L'Histoire se passe avant guerre dans le sud de l'Amérique et est narrée par une fillette surnommée Scout! Elle et son frère, Jem, sont élevés par leur père, "Atticus", un avocat brillant qui contraste avec la population bigarrée de la bourgade (analphabètes, bigots, racistes...). 

Sur fond de procès anti-ségrégation, les deux enfants grandissent et se posent des questions, découvrent les contradictions de ce monde et les préjugés. On retrouve dans cet ouvrage les critiques sociales exprimées par Richard Wright dans Black Boy sauf qu'ici l'auteur nie l'idée selon laquelle cette histoire serait autobiographique!

Tintée d'humanisme, cette petite histoire est très amusante même si le fond ne l'est pas! Scout interprête les évènements avec sa vision de garçon manquée un peu décalée du monde dans lequel elle évolue!
Même "innocents", les enfants comprennent tout (mais ne sont pas adultes pour autant).

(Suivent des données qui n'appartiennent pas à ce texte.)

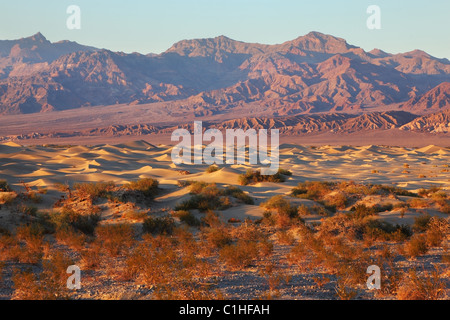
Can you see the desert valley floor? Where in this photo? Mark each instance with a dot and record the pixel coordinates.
(309, 235)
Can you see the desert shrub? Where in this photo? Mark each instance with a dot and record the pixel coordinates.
(72, 238)
(172, 273)
(286, 238)
(4, 186)
(7, 198)
(91, 257)
(205, 197)
(34, 197)
(416, 246)
(281, 206)
(50, 284)
(314, 190)
(428, 192)
(115, 238)
(286, 213)
(69, 218)
(386, 190)
(383, 207)
(427, 287)
(187, 217)
(216, 237)
(255, 176)
(27, 287)
(237, 193)
(212, 168)
(94, 190)
(158, 225)
(33, 239)
(437, 231)
(361, 211)
(418, 203)
(303, 210)
(384, 230)
(239, 255)
(421, 223)
(135, 214)
(27, 209)
(336, 201)
(148, 186)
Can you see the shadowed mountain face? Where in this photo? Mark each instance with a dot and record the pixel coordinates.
(313, 73)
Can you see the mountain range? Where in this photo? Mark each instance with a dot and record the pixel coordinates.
(313, 83)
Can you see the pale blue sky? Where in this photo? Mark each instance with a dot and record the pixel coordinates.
(153, 26)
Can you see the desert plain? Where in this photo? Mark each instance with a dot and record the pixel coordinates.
(140, 227)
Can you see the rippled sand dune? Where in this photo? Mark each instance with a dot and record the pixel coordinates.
(405, 167)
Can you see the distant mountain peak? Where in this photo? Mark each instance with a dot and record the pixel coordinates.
(39, 37)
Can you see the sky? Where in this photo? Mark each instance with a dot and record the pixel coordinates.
(148, 26)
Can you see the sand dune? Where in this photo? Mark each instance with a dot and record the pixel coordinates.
(406, 167)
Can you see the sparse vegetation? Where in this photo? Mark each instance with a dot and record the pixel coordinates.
(255, 176)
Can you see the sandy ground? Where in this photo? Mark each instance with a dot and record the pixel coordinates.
(408, 168)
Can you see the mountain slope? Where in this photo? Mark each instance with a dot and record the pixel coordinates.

La postface de Isabelle Hausser est excellente également (éditions Le Livre de Poche). Je me permettrai de citer un petit extrait de ce roman pour une fois (traduction de Isabelle Stoïanov):

- (...) "Non, Jem, moi je pense qu'il n'y a qu'une sorte de gens, les gens" (...)
- C'était ce que je pensais moi aussi, finit-il par dire, quand j'avais ton âge. S'il y a qu'une seule sorte de gens, pourquoi n'arrivent-ils pas à s'entendre? S'ils se ressemblent, pourquoi passent-ils leur temps à se mépriser les uns les autres?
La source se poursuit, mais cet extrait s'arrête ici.